When he got home, he was still unable to talk or walk but gained a bit of strength in his arms after gulping down some pap and drinking two litres of water. He had been given much stronger medication and so the pain, at least, was bearable.

Vusi died ten days later.

Where is the Health, the Care, the Service?

The night he was back home from hospital, I lit a candle for mercy and in solidarity with everyone in South Africa who is ill and does not receive the medical care they need; who goes from one under-resourced hospital to the next searching for a diagnosis but who gets it too late; who queues for a hospital bed only to be left without treatment, food and water for days; those who die a slow painful death as a result of an ineffective, corrupt healthcare system; who are sent home from hospital to be cared for by loved ones, and to die. May their loved ones find the strength to endure the injustice, indignity, and pain. May they find peace at the end. May those who steal from the healthcare system face consequences in equal measure to the frustration, anger, sadness, and death that their corrupt actions cause.

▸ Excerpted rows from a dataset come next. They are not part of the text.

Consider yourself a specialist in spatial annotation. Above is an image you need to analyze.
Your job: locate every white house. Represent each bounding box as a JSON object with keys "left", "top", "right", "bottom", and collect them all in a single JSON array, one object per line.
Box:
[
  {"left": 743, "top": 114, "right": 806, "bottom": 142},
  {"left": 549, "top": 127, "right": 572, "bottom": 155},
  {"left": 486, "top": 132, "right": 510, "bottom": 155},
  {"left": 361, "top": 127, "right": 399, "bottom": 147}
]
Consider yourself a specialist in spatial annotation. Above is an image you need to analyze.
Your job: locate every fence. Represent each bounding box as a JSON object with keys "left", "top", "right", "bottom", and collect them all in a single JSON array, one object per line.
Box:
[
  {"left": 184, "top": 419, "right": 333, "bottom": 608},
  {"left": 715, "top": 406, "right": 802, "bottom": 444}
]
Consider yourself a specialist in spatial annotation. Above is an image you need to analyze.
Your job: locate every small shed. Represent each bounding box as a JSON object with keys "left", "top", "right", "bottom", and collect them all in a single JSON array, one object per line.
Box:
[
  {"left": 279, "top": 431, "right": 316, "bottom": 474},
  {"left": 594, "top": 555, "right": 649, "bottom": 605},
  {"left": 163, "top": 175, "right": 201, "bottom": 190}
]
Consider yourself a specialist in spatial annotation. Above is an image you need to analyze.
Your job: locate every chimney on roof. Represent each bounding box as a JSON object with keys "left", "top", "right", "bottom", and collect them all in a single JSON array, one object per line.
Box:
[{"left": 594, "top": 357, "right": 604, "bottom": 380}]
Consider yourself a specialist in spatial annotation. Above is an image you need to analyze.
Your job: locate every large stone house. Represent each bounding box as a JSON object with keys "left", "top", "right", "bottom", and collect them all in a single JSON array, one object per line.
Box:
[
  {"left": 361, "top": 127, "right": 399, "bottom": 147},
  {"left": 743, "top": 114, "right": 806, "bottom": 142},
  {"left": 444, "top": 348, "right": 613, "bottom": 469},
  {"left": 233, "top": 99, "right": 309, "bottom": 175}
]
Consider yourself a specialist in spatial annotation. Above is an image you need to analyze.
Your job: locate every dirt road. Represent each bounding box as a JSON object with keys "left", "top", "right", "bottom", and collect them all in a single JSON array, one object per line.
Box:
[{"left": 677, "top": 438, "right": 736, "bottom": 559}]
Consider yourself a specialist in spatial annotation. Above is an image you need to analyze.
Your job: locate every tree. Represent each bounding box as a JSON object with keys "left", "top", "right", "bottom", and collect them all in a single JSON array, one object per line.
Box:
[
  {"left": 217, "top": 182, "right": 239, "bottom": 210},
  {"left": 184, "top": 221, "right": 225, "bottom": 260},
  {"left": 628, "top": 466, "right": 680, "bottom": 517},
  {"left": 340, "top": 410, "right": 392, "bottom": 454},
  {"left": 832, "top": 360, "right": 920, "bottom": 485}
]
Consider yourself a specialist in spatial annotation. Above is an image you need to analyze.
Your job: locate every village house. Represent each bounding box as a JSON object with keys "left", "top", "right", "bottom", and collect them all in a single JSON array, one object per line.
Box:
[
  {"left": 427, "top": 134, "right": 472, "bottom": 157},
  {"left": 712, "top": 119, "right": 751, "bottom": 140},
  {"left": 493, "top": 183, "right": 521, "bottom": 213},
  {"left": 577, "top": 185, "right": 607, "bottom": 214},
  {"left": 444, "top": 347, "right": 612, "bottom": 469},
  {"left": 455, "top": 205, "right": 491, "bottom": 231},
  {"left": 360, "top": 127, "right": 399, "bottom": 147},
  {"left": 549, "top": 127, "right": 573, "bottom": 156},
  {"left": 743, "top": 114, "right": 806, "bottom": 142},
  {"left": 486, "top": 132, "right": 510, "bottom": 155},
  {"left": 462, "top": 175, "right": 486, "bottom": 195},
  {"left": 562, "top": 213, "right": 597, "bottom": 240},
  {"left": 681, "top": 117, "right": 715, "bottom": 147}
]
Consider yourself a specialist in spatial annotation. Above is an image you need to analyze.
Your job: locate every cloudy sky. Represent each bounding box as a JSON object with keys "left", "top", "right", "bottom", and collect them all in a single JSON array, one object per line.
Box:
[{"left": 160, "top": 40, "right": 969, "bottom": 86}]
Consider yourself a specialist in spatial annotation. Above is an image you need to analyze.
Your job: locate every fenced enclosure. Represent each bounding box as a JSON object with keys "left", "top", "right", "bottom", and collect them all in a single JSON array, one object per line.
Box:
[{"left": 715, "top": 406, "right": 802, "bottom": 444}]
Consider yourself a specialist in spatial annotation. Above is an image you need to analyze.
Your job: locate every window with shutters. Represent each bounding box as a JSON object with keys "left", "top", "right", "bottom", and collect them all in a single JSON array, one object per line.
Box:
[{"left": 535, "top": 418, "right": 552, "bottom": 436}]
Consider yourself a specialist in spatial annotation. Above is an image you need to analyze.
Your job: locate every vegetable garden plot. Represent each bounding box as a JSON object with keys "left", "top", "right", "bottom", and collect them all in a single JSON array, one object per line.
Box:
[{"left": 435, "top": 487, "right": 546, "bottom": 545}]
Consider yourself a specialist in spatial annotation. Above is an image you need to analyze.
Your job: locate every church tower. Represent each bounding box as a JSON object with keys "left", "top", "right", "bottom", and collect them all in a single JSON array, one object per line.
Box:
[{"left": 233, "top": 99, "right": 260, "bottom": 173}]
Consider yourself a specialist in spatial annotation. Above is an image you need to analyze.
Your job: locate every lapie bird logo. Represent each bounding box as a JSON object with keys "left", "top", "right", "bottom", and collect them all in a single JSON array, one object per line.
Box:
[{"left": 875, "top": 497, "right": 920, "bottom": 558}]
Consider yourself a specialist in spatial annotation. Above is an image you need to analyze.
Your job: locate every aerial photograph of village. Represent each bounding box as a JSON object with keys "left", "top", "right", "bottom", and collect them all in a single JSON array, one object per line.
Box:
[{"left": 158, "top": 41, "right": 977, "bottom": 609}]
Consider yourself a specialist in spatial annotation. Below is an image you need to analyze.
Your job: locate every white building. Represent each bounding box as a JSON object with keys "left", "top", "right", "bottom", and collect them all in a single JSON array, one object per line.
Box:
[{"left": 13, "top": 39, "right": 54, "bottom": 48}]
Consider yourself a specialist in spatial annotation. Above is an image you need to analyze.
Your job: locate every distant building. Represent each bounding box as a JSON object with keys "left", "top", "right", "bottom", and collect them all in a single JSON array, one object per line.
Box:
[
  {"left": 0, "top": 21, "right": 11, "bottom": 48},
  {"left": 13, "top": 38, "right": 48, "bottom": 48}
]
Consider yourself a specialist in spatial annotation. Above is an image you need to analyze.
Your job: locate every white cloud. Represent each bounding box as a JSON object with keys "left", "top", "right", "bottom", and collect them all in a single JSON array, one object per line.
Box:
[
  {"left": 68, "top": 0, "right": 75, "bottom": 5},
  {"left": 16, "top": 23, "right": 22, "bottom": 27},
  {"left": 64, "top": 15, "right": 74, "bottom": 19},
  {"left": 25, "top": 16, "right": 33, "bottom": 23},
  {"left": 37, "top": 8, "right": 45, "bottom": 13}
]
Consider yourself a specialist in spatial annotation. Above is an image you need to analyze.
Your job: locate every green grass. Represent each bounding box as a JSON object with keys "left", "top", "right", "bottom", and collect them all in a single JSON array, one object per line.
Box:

Why refer to “healthcare services” when the current health system in South Africa is discriminatory, unequal, cruel, inhumane, and unhealthy for patients, their families and those health professionals who care?

Sources

*Not their real names. Their names have been changed to respect Vusi and Lizbeth’s privacy. The information about their healtcare journey is presented as conveyed to me by them. I do not make any guarentees of the accuracy of the information, although I have no reason to doubt their account.